Each model config stores quality targets under the targets.quality section. Targets come from authoritative sources like the MTEB leaderboard or comparison runs.

packages/sie_server/models/baai-bge-m3.yaml
targets:
quality:
mteb-leaderboard/mteb/NFCorpus:
ndcg_at_10: 0.3141
map_at_10: 0.1172
mrr_at_10: 0.5232

The key format is source/namespace/task where source identifies origin (e.g., mteb-leaderboard, tei@1.8.3).

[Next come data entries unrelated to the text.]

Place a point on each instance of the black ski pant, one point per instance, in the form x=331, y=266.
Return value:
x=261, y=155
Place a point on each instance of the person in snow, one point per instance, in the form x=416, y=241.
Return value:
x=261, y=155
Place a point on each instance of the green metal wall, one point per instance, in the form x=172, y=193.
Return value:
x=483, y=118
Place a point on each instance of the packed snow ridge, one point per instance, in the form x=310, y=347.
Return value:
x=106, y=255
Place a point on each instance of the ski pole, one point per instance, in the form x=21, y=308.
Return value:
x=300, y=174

Measurements from SIE runs are stored separately under measurements.quality:

measurements:
quality:
sie@11a9c5d/default/mteb/NFCorpus:
ndcg_at_10: 0.31437
map_at_10: 0.11743
mrr_at_10: 0.5243

Capture results from any source and save them as targets using --save-targets.

Terminal window
# Save TEI results as quality targets
mise run eval BAAI/bge-m3 -t mteb/NFCorpus --type quality --save-targets tei
# Save MTEB benchmark scores as targets
mise run eval BAAI/bge-m3 -t mteb/NFCorpus --type quality --save-targets benchmark

Save SIE results as measurements (for tracking your own baselines):

Terminal window
mise run eval BAAI/bge-m3 -t mteb/NFCorpus --type quality --save-measurements sie

Saved metrics include ndcg_at_10, map_at_10, and mrr_at_10. The source identifier and git commit hash are recorded for traceability.

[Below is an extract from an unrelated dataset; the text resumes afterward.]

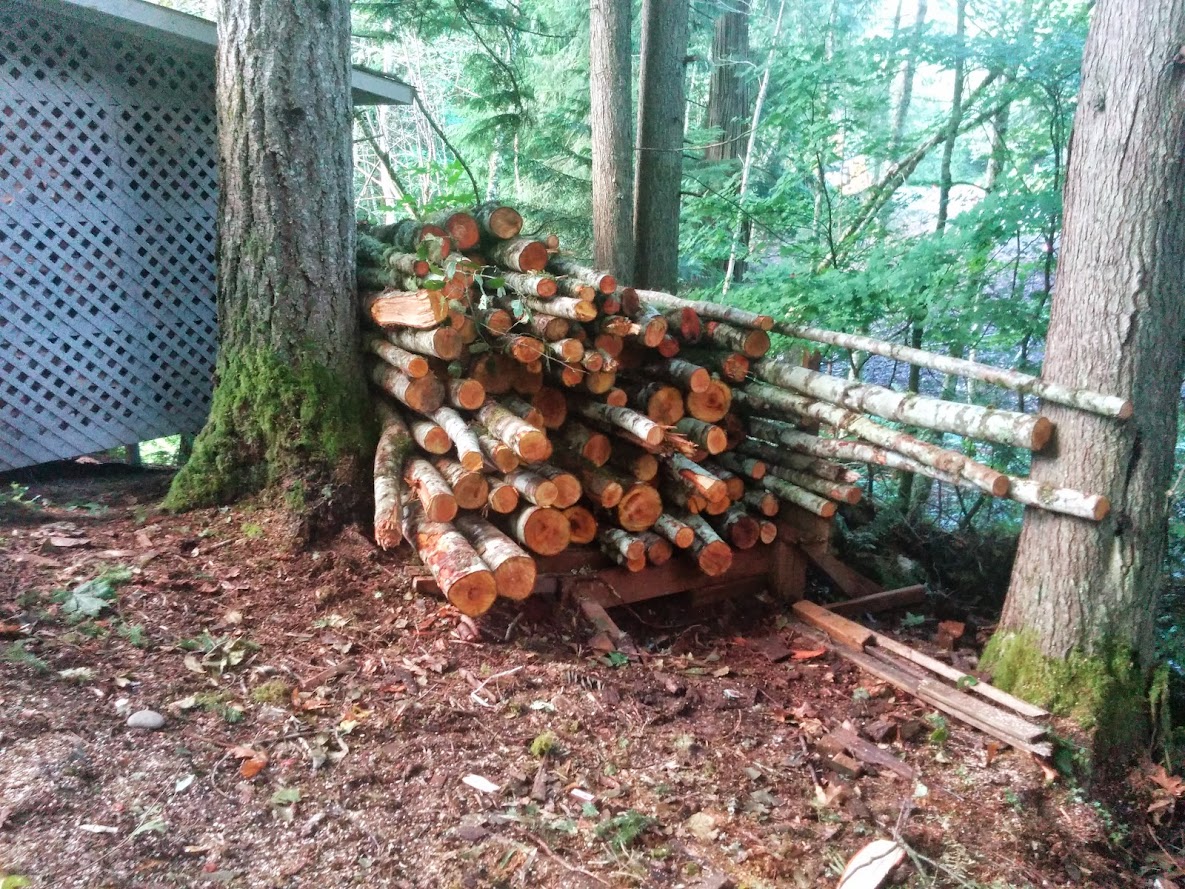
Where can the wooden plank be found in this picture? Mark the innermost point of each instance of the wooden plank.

Use --check-targets in CI to catch quality regressions. The command exits non-zero if SIE scores fall below targets.

Terminal window
# CI command: fails if quality regresses
mise run eval BAAI/bge-m3 -t mteb/NFCorpus --type quality -s sie,targets --check-targets

SIE must achieve at least 99% of the target score (configurable via quality_margin). Example output:

PASS: ndcg_at_10: 0.3144 >= 0.3110 (target: 0.3141)
PASS: map_at_10: 0.1174 >= 0.1160 (target: 0.1172)
Target check PASSED

For stricter regression detection against past SIE runs, use --check-measurements:

Terminal window
mise run eval BAAI/bge-m3 -t mteb/NFCorpus --type quality -s sie,measurements --check-measurements

This uses a 98% margin, detecting regressions in your own implementation.